Так мы шли вперед, на ощупь, замедляя постоянно свой шаг, и руки наши были ободраны о жесткие фальцы ткани, как вдруг неожиданно посреди шестисот восемьдесят шестого дня сигнальщик оповестил нас о появлении огней. Час спустя наша собственная сетчатка подтвердила информацию.
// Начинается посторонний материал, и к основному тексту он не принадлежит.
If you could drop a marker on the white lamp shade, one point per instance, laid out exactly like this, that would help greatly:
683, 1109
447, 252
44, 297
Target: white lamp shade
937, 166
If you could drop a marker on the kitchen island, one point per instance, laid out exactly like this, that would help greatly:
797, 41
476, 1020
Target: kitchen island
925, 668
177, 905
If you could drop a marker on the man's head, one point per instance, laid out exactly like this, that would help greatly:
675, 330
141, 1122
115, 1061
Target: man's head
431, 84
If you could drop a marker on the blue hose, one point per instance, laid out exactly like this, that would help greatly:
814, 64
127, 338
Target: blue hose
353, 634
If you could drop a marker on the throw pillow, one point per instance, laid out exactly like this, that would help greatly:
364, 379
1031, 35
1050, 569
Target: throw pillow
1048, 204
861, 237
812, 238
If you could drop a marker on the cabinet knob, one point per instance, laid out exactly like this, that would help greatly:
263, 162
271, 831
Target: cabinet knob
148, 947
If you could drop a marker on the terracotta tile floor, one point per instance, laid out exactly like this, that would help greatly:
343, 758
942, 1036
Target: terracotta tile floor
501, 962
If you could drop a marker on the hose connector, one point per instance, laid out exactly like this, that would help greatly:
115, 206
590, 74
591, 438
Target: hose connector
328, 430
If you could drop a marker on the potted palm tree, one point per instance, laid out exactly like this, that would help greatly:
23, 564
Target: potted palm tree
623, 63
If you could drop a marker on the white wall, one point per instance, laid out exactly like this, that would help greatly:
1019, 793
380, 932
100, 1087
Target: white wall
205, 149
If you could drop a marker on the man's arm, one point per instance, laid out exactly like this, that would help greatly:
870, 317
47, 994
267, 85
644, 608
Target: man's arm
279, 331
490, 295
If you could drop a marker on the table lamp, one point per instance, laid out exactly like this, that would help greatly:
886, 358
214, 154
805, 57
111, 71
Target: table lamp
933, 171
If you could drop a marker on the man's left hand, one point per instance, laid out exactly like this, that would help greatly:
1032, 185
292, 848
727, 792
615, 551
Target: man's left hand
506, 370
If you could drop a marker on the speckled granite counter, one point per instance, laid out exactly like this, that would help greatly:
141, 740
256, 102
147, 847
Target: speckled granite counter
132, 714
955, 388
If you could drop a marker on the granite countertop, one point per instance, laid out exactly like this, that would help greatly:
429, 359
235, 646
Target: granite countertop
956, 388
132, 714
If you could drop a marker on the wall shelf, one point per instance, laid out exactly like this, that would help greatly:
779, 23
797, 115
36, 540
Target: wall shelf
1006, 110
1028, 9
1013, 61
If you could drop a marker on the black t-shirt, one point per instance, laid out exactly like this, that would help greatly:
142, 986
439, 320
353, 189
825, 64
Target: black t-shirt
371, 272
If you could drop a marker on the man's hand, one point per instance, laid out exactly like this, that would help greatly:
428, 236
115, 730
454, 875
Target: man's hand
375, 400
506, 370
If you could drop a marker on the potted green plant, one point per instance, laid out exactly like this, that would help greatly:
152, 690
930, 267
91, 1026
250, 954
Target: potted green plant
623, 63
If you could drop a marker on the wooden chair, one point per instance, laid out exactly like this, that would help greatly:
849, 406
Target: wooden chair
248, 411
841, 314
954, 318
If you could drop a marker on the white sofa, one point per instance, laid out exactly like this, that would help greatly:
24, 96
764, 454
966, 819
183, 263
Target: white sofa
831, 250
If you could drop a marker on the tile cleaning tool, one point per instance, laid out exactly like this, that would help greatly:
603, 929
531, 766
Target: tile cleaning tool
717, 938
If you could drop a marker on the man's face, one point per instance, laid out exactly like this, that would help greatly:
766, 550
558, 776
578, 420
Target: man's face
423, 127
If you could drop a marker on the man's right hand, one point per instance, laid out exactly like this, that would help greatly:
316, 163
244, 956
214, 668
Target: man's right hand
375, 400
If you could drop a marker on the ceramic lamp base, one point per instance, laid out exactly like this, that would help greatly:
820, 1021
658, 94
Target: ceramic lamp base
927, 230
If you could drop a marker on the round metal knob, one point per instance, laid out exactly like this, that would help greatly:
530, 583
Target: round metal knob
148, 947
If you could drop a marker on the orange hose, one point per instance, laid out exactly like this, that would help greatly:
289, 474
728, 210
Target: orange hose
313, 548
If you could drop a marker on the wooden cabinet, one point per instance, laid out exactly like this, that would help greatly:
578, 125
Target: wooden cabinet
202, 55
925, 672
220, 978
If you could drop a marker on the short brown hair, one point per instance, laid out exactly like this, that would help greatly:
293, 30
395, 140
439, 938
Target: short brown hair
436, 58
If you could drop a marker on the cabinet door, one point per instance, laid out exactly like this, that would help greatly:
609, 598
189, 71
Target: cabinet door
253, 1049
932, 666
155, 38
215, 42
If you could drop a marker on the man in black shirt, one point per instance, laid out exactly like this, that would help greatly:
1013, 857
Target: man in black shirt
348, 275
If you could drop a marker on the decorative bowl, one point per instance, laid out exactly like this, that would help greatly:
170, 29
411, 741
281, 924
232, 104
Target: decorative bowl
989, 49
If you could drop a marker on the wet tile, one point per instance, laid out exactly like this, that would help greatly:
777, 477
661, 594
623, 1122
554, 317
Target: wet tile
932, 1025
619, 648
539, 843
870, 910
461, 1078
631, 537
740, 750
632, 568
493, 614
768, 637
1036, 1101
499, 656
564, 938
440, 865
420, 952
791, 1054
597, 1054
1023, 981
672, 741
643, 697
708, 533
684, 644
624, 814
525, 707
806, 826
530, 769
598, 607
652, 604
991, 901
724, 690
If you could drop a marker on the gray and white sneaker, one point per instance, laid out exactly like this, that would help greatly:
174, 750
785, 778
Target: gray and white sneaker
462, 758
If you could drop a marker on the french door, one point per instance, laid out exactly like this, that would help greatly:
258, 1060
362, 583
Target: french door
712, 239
Из абсолютной тьмы мы вышли в сумерки.

Не издавая криков ура, но с электрической искрой на самой поверхности нашей души, заставлявшей нас разговаривать и даже смеяться, мы оставили позади себя парусную мастерскую и шли, продвигаясь вперед, в серую мглу, и так вскоре мы прибыли в маленькую портовую крепость. Наша группа состояла теперь максимум из пяти человек: то были Жан Брикштейн, капитан, Метраф Храбрый, сигнальщик, Фрик Винслов, главный управляющий, наш шаман Наяджа Агатурян и Крили Гомпо, путешественник.

Мгновение спустя мы пересекли кривой двор, который был последним коридором земли, и, поскольку дорога обрывалась там, хорошее настроение нас покинуло. Остатки заходящего солнца окрашивали в фиолетовый цвет место, на которое мы вышли. Позади нас торчали пеньки обрушенных складов. Мы обогнули строительный мусор и, дойдя до края водоема, стали молча рассматривать разрушенные суда, навсегда погребенные в тине. Картина была ужасающего цвета. Устье ныне представляло собой одну лишь душераздирающую полосу грязи, а вдали, на расстоянии более километра, кружево первых волн напоминало рвоту.